Capítulo 63 - A Marcha dos Dias (4/4)
“Deixando de lado os resultados decepcionantes, esta é uma cidade agradável”, disse Zach. “Havia mais alguma coisa que você queria fazer aqui?”
“Sim, na verdade”, disse Zorian. “Há um famoso fabricante de golens aqui e alguns criadores de fórmulas de feitiço disponíveis para contratação.”
“Você está realmente determinado a gastar todo o nosso dinheiro, não está?”, perguntou Zach retoricamente.
“Claro. É completamente inútil deixá-lo parado sem uso. Não é como se pudéssemos transferi-lo entre os reinícios”, disse Zorian.
Na verdade, ele não iria buscar instruções dessas pessoas — ele iria contratá-las para trabalhar para ele. Ele já vinha fazendo isso há várias reinicializações, pagando vários especialistas em fórmulas de feitiço para projetar ou aprimorar projetos para ele. Então, ele pegava os projetos finalizados e os entregava às mesmas pessoas no reinício seguinte para refiná-los ainda mais. Às vezes, ele também os entregava a pessoas diferentes, só para ver quais eram as diferentes opiniões sobre o problema.
Ele fez o mesmo com especialistas em proteção mágica, criadores de golens e alquimistas. Todos esses campos exigiam muita reflexão e testes, mas os projetos finais eram bastante compactos e podiam ser usados por qualquer pessoa, tornando-os muito convenientes para serem desenvolvidos dessa forma. Em algum momento, ele provavelmente atingiria um ponto de retorno decrescente com isso, mas esse ponto ainda estava muito distante. Além disso, quando isso acontecesse, ele poderia pegar o conhecimento acumulado dessa forma e trocá-lo com outras pessoas por seus segredos profissionais. Conhecimento e técnicas mágicas poderiam seduzir algumas pessoas de uma forma que o dinheiro jamais conseguiria.

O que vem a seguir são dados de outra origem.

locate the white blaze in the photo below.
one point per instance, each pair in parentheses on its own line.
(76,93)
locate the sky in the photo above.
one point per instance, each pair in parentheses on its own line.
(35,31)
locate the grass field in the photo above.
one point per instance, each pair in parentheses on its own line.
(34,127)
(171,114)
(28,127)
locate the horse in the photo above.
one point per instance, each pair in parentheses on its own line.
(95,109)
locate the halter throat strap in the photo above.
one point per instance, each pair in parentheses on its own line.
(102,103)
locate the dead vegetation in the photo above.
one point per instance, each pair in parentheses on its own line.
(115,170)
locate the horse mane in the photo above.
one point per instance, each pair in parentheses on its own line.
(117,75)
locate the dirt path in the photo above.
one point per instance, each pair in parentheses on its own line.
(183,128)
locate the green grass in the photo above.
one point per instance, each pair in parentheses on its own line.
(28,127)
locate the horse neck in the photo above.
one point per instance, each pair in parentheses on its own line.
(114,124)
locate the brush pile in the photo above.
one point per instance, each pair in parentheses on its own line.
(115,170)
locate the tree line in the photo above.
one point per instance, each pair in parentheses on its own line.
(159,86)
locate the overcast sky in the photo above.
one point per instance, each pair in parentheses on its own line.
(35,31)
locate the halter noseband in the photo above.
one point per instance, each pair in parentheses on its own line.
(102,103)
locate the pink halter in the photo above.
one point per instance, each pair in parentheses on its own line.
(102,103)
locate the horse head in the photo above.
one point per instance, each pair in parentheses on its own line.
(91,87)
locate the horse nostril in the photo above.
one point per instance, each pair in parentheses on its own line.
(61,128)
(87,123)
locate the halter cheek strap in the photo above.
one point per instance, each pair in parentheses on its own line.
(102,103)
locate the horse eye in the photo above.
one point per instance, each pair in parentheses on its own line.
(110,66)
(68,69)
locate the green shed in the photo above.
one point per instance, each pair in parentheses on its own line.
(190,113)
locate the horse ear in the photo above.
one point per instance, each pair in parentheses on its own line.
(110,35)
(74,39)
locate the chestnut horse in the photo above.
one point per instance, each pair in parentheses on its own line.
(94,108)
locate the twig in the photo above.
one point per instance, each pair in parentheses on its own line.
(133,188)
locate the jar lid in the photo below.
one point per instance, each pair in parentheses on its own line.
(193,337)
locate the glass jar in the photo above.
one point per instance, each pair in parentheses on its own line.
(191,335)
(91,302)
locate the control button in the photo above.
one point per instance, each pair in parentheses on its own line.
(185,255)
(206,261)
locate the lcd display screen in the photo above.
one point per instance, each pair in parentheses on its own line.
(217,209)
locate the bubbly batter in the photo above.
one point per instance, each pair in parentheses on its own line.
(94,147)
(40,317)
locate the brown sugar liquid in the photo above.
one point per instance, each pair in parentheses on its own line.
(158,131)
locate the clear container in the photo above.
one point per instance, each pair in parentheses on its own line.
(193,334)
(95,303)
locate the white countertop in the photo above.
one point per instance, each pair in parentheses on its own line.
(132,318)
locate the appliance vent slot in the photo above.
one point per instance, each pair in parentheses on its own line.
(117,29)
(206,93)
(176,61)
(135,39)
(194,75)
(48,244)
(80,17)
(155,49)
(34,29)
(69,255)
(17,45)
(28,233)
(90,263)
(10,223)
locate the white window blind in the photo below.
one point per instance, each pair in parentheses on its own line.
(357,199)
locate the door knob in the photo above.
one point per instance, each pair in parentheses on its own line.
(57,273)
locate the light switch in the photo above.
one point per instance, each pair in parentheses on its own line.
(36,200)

A parte cínica de Zorian o informou que ele estava roubando essas pessoas tanto quanto faria com uma sonda de memória, só que usando métodos mais indiretos. Zorian mandou que essa parte calasse a boca e disse que simplesmente não era a mesma coisa.
* * *
O Simulacro número dois estava entediado e o motivo era fácil de entender — ele estava frequentando as aulas da academia como um aluno normal. Zorian não frequentava as aulas regularmente há algum tempo, mesmo tentando manter a simpatia dos professores, já que isso lhe custava muito tempo e não lhe trazia nenhum benefício naquele momento. Infelizmente, ele não tinha escolha. O original tinha metido na cabeça que deveria verificar o quão óbvio era o disfarce de um simulacro, fazendo-o interagir com um monte de gente regularmente… o que, de alguma forma, significava ser mandado de volta para a escola.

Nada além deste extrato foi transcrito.